Now that BIMST-EC has been rechristened Bay of Bengal Initiative for Multi-Sectoral Technical and Economic Cooperation, it may have an even more unwieldy acronym.
Nepal never misses out an opportunity to sign international or regional agreements, especially as it opens new vistas for foreign junkets. This time, the prime minister refused to fly the national airline and went AWOL in Asia's fleshpot for three days.
Nepal is committing to more open regional cooperation, when back home on the ranch, the stock exchange staff just finished another round of strikes. We are seeking to open investments when stockbrokers are fighting to undercut each other for brokering commissions.
With WTO, Nepal did have enough support and time for preparation and so put up a good case. A laundry list of changes in legislation has been drawn up, and someday it will be enacted. In comparison, even people in the government were not sure about what kind of organism this BIMST-EC thing is. Other countries in the Bay of Bengal periphery seem similarly flummoxed. Apart from in Thailand, the summit got little press anywhere.

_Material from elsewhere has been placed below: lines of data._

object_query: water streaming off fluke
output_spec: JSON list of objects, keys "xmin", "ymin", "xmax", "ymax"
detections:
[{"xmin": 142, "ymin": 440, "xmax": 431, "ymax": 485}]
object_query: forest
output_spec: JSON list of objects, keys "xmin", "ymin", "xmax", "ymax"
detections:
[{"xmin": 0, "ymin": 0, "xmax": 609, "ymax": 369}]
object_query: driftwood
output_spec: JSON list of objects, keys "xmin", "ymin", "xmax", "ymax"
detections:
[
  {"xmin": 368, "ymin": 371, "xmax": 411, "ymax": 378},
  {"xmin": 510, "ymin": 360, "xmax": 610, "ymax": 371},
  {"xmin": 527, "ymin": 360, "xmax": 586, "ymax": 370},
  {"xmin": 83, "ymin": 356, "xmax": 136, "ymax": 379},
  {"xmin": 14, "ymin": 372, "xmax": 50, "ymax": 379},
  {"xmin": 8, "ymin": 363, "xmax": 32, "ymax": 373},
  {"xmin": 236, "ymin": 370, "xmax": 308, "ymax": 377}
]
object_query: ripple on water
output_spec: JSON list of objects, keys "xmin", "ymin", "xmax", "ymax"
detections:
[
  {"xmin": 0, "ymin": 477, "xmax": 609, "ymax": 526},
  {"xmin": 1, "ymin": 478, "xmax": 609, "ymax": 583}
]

The Beed, however, understands that the agreement is a step ahead of even SAFTA and WTO. Bangladesh, Bhutan, India, Myanmar, Nepal, Sri Lanka and Thailand are really looking at opening up their economies. While WTO is focused on trade and SAFTA does take into consideration trade and services, BIMST-EC goes a step further in opening up investments too.
Great. So, our laws should allow a Thailand bank to operate in Nepal as well as Nepali banks to invest in India or Sri Lanka. If one reads between the lines of the charter documents and agreements, there are very few things the member countries will not be able to do. We can eliminate tariffs in the Free Trade Area or implement a BIMST-EC visa.
For Nepal, this is an opportunity to kick start investment. An outside push has always been necessary to create the right laws or institutional framework in Nepal. But private sector preparedness to face an onslaught of reforms is still poor. In the past, the private sector has been more obsessed with pushing protectionism than self-reform. Thai products have lower cost of production and economies of scale, Indian telecom and banking services are comparable to the best in the world, Sri Lankan tea has really captured global markets, Bangladesh garments have the lowest cost in the region and Myanmar has an abundance of natural resources. What does Nepal have to offer apart from a swelling workforce?
We will see a few more conferences and workshops, parachute consultants will descend upon us in the coming months to share experiences of Botswana or Ecuador. And our apex private sector bodies will try to rope in some donor assistance to understand the impact of what all this will have on us. The crux, however, will lie in taking advantage of the free trade agreement and this time the private sector should take the lead.